Hábitos mais seguros que reduzem o risco

  • Dê preferência a caixas eletrônicos dentro de agências ou em áreas movimentadas e bem iluminadas.
  • Antes de inserir o cartão, pressione Cancelar duas vezes para encerrar qualquer sessão anterior.
  • Ao digitar o PIN, cubra totalmente o teclado com a mão ou com a carteira.
  • Evite terminais isolados tarde da noite. Se precisar sacar, vá acompanhado.
  • Use carteiras digitais ou saque sem cartão quando seu banco oferecer essa opção.
  • Defina limites baixos para saque e ative notificações instantâneas de transações.
  • Sempre que possível, saque nos mesmos terminais de confiança: mudanças ficam mais óbvias.
  • Retire dinheiro e cartão imediatamente.

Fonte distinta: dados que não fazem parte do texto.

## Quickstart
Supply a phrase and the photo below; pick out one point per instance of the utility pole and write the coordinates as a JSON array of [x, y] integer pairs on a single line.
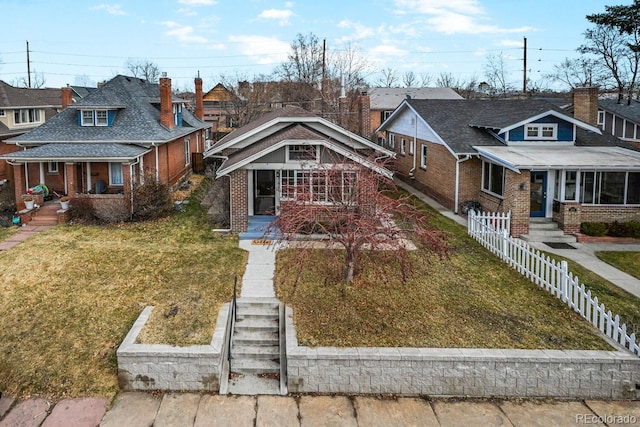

Não deixe o cartão “esquecido” na fenda.

Um reforço que costuma ajudar no Brasil: quando disponível, prefira alternativas como saque sem cartão (por QR Code no app) ou serviços integrados ao varejo, como PIX Saque e PIX Troco. Além de reduzir o uso do caixa eletrônico, essas opções diminuem a exposição a teclados e leitores adulterados.

Também vale observar o contexto do terminal: caixas eletrônicos bem mantidos costumam ter sinalização de segurança e padrão visual consistente. Se o equipamento estiver com aparência improvisada, com peças que “não combinam”, ou se o local estiver deserto, trate isso como um sinal para procurar outro ponto de atendimento.

Seus direitos se a fraude acontecer

Em muitos países, bancos precisam reembolsar transações não autorizadas se você agir rápido e não tiver compartilhado seu PIN. Na União Europeia e no Reino Unido, as regras geralmente favorecem o reembolso rápido, a menos que se comprove negligência grave. Nos Estados Unidos, o Regulamento E define prazos de comunicação e limites de responsabilidade. Guarde protocolos, datas e horários de ligações. Solicite um novo cartão e um novo PIN, e confirme que o bloqueio também impede transações pela tarja magnética.

Novas táticas usadas por criminosos

Hoje, dispositivos de captura podem ficar escondidos dentro da própria fenda (inserção profunda) e transmitir dados por conexão sem fio para um aparelho próximo. Alguns grupos chegam a contaminar o próprio caixa eletrônico com programa malicioso para forçar a liberação de cédulas. Outros migram para lojas com terminais de pagamento desatendidos ou totens de autoatendimento. As técnicas mudam, mas a defesa essencial continua a mesma: observar, proteger o PIN e desistir se algo parecer fora do padrão.

Rotina de 10 segundos antes de sacar

  • Observe o entorno: pessoas rondando, pouca iluminação e falta de câmeras.
  • Procure cola, fita ou plástico com cor/encaixe diferente.
  • Puxe de leve a entrada do cartão e pressione algumas teclas para sentir se há sobreposição.
  • Cubra o teclado e pressione Cancelar uma vez.
  • Se restar qualquer dúvida, escolha outro caixa eletrônico.

Contexto extra que realmente ajuda

A tecnologia de chip reduziu a clonagem “antiga”, mas muitos terminais ainda aceitam a tarja magnética em modo de contingência, especialmente em viagens. Se você pretende viajar, peça ao banco para restringir o uso da tarja magnética ou habilitar controles por região. Considere levar um segundo cartão com limite menor para saques fora do país; assim, você limita o prejuízo se algo der errado.

O risco não se limita a caixas eletrônicos. Bombas de combustível, máquinas de bilhetes e quiosques de pagamento sem supervisão atraem as mesmas adulterações. A lógica é idêntica: examine o leitor, proteja o PIN e confie na sua percepção. Se o equipamento parecer “estranho”, vá embora - caminhar alguns metros até outro ponto é melhor do que passar semanas bloqueando cartões e correndo atrás de estornos.